L’insémination artificielle jouit actuellement d’une faveur
méritée.
Son développement se poursuit à une cadence très rapide
puisqu’une quarantaine de centres d’insémination se sont créés depuis 1942. Les
éleveurs français, qui considéraient avant la guerre cette méthode avec
méfiance et incrédulité, sont prêts maintenant à la parer de tous les mérites.
Il est bon cependant de savoir que, mal employée, elle peut
être dangereuse pour l’avenir de l’élevage. La possibilité de ces dangers a été
envisagée par le législateur, et les textes français qui régissent
l’utilisation de la méthode se sont heureusement efforcés de les réduire.

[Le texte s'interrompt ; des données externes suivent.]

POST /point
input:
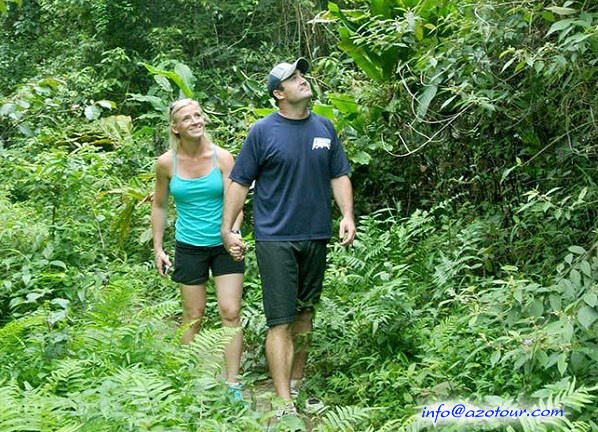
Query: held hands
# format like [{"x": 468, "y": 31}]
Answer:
[
  {"x": 346, "y": 232},
  {"x": 234, "y": 245},
  {"x": 162, "y": 263}
]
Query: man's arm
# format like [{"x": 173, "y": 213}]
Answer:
[
  {"x": 343, "y": 195},
  {"x": 233, "y": 205},
  {"x": 226, "y": 163}
]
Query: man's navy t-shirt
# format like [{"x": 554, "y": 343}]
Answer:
[{"x": 292, "y": 162}]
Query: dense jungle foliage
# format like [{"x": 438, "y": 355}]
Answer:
[{"x": 471, "y": 127}]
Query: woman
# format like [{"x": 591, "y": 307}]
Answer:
[{"x": 195, "y": 172}]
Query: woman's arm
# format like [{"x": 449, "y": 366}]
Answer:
[{"x": 160, "y": 210}]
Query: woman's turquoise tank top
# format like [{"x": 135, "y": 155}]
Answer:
[{"x": 199, "y": 203}]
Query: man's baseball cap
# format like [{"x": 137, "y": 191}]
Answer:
[{"x": 282, "y": 71}]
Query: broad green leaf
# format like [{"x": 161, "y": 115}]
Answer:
[
  {"x": 591, "y": 299},
  {"x": 325, "y": 110},
  {"x": 380, "y": 7},
  {"x": 562, "y": 363},
  {"x": 577, "y": 250},
  {"x": 106, "y": 104},
  {"x": 344, "y": 103},
  {"x": 559, "y": 25},
  {"x": 183, "y": 71},
  {"x": 263, "y": 112},
  {"x": 561, "y": 10},
  {"x": 157, "y": 103},
  {"x": 425, "y": 99},
  {"x": 92, "y": 112},
  {"x": 57, "y": 263},
  {"x": 537, "y": 308},
  {"x": 586, "y": 316},
  {"x": 555, "y": 302},
  {"x": 163, "y": 82},
  {"x": 361, "y": 157}
]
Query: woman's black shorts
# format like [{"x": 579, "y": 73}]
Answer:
[{"x": 192, "y": 263}]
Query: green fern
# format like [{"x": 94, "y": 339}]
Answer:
[{"x": 343, "y": 419}]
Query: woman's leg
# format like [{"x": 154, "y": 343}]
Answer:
[
  {"x": 229, "y": 289},
  {"x": 194, "y": 305}
]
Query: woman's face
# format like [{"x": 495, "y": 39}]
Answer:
[{"x": 188, "y": 122}]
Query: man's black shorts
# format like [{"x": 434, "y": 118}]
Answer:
[
  {"x": 192, "y": 263},
  {"x": 292, "y": 273}
]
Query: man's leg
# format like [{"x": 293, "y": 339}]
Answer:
[
  {"x": 229, "y": 289},
  {"x": 312, "y": 265},
  {"x": 194, "y": 304},
  {"x": 279, "y": 351},
  {"x": 301, "y": 331},
  {"x": 278, "y": 266}
]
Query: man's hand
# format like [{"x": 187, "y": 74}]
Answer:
[
  {"x": 162, "y": 263},
  {"x": 346, "y": 232},
  {"x": 233, "y": 243}
]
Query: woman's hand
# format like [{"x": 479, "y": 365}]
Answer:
[
  {"x": 162, "y": 263},
  {"x": 233, "y": 243}
]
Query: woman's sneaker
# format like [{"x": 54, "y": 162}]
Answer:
[
  {"x": 235, "y": 392},
  {"x": 288, "y": 420},
  {"x": 314, "y": 406}
]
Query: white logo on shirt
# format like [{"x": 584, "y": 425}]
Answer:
[{"x": 321, "y": 143}]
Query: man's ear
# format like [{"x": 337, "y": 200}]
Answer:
[{"x": 278, "y": 94}]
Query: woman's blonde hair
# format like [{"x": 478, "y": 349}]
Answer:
[{"x": 175, "y": 140}]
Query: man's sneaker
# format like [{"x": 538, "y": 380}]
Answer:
[
  {"x": 235, "y": 392},
  {"x": 288, "y": 410},
  {"x": 287, "y": 420},
  {"x": 294, "y": 393},
  {"x": 314, "y": 406}
]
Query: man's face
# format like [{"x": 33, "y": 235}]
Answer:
[{"x": 295, "y": 88}]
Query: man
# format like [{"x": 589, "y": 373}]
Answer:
[{"x": 295, "y": 158}]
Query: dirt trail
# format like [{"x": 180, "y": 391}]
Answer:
[{"x": 259, "y": 393}]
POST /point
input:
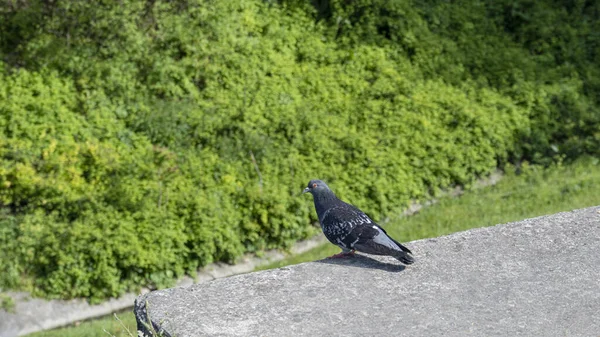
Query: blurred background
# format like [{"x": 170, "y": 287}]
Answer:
[{"x": 141, "y": 140}]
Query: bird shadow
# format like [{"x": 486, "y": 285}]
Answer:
[{"x": 362, "y": 261}]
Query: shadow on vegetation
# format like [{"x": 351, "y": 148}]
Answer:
[{"x": 362, "y": 261}]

Par l’insémination artificielle, un seul mâle est appelé à
avoir une descendance extrêmement nombreuse. Si le taureau est excellent, il
pourra en peu de temps améliorer l’élevage d’une vaste région. Mais, s’il
engendre, au contraire, de mauvais produits, il aura évidemment une influence
néfaste considérable.
Pour cette raison, le choix des taureaux est effectué très
minutieusement par une commission spéciale. Les sujets utilisés dans les
centres doivent répondre à des conditions zootechniques très précises, fixées
pour chaque race et chaque région. On considère non seulement l’aspect
extérieur du géniteur, mais encore son ascendance, et bientôt il sera possible
de tenir compte de la valeur de sa descendance.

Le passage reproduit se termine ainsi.